Kazanina and Tavano argue that delta-band oscillations cannot be involved in multi-word or multi-morpheme chunking during language comprehension because the timing of syntactic structure is too variable (Kazanina, N. & Tavano, A. What neural oscillations can and cannot do for syntactic structure building. Nat. Rev. Neurosci. 24, 113–128 (2023))1. According to the authors, comprehension requires the formation of hierarchically organized non-adjacent dependencies between words or morphemes that arrive at variable points in time. Temporally regular chunking would break dependencies and disable the comprehension of compositional meaning.

However, this verdict relies on a popular premise that should not be taken as ground truth. The authors assume that syntactic representations in the mind conform to one particular linguistic theory — hierarchical phrase structure/transformational grammar2: words and morphemes combine with other words and morphemes into phrases that hierarchically combine into larger phrases, and so on. If that is the ground truth, syntax would indeed be too variable in time for an oscillatory brain substrate to have a role in this process.

Yet, decades of theoretical debate have not been able to decide whether syntax in the mind is hierarchical2,3. The neuroscientific application of hierarchical theories has been extremely fruitful, and has shaped our understanding of the neuroanatomical organization of syntax4. Nevertheless, not all theories of syntax, sentence processing and language acquisition assume hierarchy. For instance, construction grammar represents sentences as linear concatenations of idiom-like multi-word or multi-morpheme snippets2. There is also dependency grammar, in which the representation is essentially a non-hierarchical list of all links among the words and morphemes of a sentence3.
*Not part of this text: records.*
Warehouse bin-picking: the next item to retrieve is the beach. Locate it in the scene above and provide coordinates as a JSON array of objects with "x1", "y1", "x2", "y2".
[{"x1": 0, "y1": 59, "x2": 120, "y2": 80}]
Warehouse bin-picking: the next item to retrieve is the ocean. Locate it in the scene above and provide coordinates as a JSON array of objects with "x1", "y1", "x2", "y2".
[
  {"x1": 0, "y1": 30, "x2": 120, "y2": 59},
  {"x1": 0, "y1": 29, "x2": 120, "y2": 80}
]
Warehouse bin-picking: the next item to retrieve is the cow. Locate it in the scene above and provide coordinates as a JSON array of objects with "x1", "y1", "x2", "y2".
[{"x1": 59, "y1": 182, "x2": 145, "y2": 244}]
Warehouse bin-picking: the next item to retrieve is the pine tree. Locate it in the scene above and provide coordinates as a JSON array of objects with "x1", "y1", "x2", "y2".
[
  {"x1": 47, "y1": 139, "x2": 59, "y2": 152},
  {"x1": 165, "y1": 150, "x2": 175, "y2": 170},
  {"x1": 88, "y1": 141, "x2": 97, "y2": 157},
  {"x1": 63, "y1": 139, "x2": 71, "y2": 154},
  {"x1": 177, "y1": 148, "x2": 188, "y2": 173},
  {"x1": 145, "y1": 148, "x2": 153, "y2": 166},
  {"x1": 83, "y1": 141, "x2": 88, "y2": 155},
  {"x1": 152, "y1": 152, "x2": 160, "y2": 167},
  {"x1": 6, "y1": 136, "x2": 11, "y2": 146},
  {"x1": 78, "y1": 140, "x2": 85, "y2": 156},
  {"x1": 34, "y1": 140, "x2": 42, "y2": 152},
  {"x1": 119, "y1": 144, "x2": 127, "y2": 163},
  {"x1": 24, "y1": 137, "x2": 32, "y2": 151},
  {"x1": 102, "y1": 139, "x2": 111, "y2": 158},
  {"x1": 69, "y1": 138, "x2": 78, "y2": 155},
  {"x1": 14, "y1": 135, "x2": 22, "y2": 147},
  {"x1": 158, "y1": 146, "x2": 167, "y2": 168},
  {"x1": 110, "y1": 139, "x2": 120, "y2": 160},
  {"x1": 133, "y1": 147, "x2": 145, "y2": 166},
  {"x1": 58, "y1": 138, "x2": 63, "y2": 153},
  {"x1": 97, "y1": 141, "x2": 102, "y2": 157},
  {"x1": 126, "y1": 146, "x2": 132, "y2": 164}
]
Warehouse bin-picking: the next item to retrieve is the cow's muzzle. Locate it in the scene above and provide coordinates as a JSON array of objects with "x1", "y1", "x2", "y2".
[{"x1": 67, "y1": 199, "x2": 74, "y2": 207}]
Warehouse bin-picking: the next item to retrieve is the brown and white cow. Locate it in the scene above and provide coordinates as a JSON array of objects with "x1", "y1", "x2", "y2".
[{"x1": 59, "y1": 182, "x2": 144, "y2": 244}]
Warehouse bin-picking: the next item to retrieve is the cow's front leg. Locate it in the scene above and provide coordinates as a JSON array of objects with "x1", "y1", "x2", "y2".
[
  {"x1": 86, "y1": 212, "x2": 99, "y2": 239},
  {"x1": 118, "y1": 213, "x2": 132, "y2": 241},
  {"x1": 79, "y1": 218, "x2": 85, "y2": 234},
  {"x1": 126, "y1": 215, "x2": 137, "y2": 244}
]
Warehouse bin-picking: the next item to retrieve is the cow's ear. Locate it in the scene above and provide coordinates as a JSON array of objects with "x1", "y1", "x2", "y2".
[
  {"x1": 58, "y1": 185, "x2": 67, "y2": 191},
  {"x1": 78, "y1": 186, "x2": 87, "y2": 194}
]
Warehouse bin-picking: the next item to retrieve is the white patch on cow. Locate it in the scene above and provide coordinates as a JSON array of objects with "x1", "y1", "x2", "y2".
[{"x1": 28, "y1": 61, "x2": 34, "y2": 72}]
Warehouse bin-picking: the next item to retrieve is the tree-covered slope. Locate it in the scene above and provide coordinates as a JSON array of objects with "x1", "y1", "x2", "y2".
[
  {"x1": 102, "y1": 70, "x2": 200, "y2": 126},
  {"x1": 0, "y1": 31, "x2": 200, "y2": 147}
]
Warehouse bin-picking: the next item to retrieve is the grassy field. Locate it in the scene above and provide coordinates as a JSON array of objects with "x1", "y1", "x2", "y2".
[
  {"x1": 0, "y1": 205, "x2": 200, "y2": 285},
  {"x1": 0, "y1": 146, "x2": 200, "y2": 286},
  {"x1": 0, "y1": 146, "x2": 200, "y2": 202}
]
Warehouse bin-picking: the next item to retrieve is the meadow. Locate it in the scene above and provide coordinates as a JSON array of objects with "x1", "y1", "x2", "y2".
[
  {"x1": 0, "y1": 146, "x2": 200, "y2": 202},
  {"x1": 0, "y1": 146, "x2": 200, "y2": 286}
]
The cognitive formation of hierarchical representations during real-time comprehension is not a given either. For instance, construction grammar captures item-based learning in language acquisition remarkably well5. Moreover, the processing model that corresponds to dependency grammar conceptualizes dependency processing as a set of memory operations that link words and morphemes together and is insensitive to linear order — let alone hierarchy6. Remarkably, behavioural evidence even suggests that the hard cases (that is, sentences that would require the build-up of hierarchical structure, such as ambiguities, passives and embeddings) mostly yield false interpretations — note that the average college student struggles with the sentences that are at the heart of the hierarchy dogma7,8.

But let us assume that hierarchical syntax is a ground truth and that the delta band is useless for its formation. We should still not ditch the oscillations-for-chunking hypothesis just yet. The reason is the unknown interface between perception and syntactic structure building. On the one hand, it is safe to think that syntactic structure is built incrementally. On the other, there is firm evidence that, to avoid memory loss, our brain samples speech as discrete second-long segments (termed implicit prosodic phrases9 or chunks10, among others). We do not know how this bottleneck interfaces with structure formation, but it has been argued that syntactic dependencies are indeed confined by the boundaries of chunks9, such that chunk-wise sampling would ensure that compositional meaning can be understood. It also remains to be tested whether such protosyntactic chunks are sufficiently regular in time for a regular mechanism such as neural oscillations.

We suggest that alternative linguistic theories of syntactic representation, well-established processing models of sentence processing, and current knowledge of perceptual sampling should be better acknowledged before ditching the hypothesis of a link between syntax and delta-band oscillations based on one particular linguistic theory.